Our table number at the Mass MoCA cafe was 13. Unlucky? Not when you’ve got the local North Adams paper and L. and F. to listen to the best parts, historical re-enactments scheduled for the weekend, some columnist talking about his ka-razy Sunday paper habit. (He reads them.) L. and F. both went with the Thai chicken burrito. Everything came with a little dish of sour cream. We suspected the girls bringing us our food were working their first ever tax-paying jobs. The limeade was refreshing, the table sticky with it.
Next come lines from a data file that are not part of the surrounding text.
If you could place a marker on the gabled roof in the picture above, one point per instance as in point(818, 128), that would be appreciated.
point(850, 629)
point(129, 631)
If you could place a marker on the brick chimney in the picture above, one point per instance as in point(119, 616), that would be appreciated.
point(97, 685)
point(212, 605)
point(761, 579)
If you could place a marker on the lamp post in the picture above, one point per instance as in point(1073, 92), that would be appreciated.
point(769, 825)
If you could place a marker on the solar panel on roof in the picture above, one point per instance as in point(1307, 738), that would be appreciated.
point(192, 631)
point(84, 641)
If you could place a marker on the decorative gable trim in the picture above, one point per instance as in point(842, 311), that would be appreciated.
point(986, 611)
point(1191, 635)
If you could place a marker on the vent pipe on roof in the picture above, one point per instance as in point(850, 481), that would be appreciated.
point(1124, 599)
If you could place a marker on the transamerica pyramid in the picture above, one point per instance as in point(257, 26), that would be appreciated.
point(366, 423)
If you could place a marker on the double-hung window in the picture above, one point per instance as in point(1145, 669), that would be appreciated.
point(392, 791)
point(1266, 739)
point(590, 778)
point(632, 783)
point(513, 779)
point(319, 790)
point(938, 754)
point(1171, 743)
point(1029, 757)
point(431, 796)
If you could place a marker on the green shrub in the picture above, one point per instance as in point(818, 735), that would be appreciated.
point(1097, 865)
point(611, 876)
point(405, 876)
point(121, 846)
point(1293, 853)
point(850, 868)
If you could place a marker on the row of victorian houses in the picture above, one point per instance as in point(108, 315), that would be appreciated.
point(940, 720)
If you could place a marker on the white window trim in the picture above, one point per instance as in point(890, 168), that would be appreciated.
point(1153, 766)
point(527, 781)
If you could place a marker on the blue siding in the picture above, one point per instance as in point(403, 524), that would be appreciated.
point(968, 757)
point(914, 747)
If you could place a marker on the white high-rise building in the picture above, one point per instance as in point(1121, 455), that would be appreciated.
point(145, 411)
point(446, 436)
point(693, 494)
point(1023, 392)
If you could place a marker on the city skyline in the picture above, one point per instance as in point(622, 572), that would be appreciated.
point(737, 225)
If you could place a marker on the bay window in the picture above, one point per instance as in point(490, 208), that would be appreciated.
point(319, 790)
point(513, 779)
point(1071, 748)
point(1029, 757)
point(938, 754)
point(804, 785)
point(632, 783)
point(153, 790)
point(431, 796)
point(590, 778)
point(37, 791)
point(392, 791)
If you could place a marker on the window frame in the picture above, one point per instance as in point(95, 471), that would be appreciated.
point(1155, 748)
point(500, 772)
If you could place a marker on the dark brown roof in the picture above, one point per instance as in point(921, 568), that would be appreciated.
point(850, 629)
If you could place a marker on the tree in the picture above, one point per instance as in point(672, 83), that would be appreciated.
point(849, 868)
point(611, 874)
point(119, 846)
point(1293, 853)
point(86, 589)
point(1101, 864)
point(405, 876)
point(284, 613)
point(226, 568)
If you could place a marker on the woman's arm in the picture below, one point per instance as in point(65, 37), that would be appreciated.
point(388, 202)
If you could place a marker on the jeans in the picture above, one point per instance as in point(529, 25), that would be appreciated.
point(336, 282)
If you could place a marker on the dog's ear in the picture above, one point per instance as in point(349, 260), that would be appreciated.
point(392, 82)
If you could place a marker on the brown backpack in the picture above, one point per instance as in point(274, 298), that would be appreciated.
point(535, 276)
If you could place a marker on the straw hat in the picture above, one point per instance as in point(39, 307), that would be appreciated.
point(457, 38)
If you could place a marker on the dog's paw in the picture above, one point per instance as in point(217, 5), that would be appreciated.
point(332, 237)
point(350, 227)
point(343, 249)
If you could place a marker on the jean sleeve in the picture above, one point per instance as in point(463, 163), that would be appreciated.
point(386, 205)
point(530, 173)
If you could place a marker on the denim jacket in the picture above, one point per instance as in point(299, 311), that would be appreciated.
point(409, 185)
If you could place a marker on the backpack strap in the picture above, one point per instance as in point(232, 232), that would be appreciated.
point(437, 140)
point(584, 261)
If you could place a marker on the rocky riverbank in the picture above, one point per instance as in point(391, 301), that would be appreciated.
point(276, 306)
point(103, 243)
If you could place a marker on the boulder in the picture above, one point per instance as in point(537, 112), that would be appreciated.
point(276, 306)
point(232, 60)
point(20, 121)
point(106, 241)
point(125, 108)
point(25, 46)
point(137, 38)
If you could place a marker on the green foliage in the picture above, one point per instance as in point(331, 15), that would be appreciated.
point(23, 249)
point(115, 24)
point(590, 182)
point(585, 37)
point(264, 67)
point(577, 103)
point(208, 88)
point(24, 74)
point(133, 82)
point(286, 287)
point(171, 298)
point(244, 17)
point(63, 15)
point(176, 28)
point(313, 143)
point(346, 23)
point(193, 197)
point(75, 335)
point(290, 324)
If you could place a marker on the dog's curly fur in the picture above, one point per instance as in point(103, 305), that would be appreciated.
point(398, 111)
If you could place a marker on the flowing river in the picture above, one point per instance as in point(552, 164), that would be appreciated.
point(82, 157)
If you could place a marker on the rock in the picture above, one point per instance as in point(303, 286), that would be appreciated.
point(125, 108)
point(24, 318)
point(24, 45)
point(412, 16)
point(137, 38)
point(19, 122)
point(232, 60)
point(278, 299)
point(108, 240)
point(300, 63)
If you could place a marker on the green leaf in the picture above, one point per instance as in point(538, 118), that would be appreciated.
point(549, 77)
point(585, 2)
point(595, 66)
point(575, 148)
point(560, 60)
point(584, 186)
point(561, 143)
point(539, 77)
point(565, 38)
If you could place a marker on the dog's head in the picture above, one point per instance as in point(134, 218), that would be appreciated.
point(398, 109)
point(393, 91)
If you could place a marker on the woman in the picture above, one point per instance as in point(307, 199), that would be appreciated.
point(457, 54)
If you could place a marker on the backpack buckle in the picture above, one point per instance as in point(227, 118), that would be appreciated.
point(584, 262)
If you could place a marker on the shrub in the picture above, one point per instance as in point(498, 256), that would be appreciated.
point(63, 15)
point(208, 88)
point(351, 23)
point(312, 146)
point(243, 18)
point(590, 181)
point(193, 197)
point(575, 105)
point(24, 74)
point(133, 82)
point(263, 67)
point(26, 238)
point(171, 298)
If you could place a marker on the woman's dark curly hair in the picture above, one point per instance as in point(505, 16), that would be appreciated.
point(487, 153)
Something I’m ashamed to admit: Sometimes I freak out at the lunch counter and can’t figure out how to say what I want (a fish taco and a pork taco and an iced tea) and some unknown thing comes stammering out of my mouth as an interrogative (uhhh… a burrito?). But it was good enough, heavily salted, I was way way hungry. I forked it into my mouth via an ineffectual plastic knife and fork because I ate inside so the burrito didn’t come wrapped in helpful foil. I didn’t want to drip everywhere, so I just hacked away. Then I wiped my mouth and skipped to the movies. There’s a scene about two hours and four minutes in that is as precise an argument as I’ve seen for the total and utter bottomless horror of war. Please go see it so we can talk about it. Over lunch.

I turned into a little fussbucket, trying to embroider a little cozy for the tip of my iceberg, wanting everything just so. It’s too early for lunch but you don’t want to go to the later movie so we’ll have to eat now even though it’s early we’ll just get a little snack and then we’ll get lunch after, okay? Deal struck, we bought our tickets and hopped across to the Mexican place where I got a burrito and a beer and mom got a quesadilla and we sat and talked about the trip so far, and family, and the movie we were about to see. It was so long that by the time it was over lunch was a distant memory, dinner looming just over the already-pinking horizon.

By the time A.’s new tattoo was finished, it was two in the afternoon and I was so hungry I started in with the snap and growl, causing K. to suggest that she ought to start carrying around a granola bar to stop up my wah-wah-wah crybaby tendencies when I’ve gone too long without food. Instead, we walked a couple doors down to the Mexican place where I ordered a burrito and K. had the mini-lunch-portion nachos and we each had a Corona. We watched Cuba rout the U.S. in Olympic baseball and stared around at the other folks in the place–a cutie-patootie waitress, a woman who walked straight up to the counter and yelled out, What’s in your taco salad? What’s in your taco salad?, a group of extraordinarily blonde women carrying many shopping bags and comparing cell phones. When our waiter brought over the check, K. just handed him her credit card. I’ve been able to afford my own burrito for awhile now, but it’s still and always sort of breathtaking when somebody else picks up the tab.

After spending some time with seven kittens crawling all over, on, and around us at E.’s apartment in Bushwick, J. and I had burritos at this place around the corner. Mine had chicken while J. just had rice and beans–she doesn’t mind if I eat meat, and I don’t mind if she smokes. My chicken had a fair amount of gnarliness to it–a bone in the first bite, a weird gristle mass a little later–and I thought I negotiated all of it admirably well, considering I was nervous in the first place, this being a first friend date for J. and I. There wasn’t much beyond rice, beans, and oaxaca cheese, so I was glad I said yes to jalapenos, which I like anyway. J. will be taking home one of the kittens in the next couple weeks–lucky, lucky.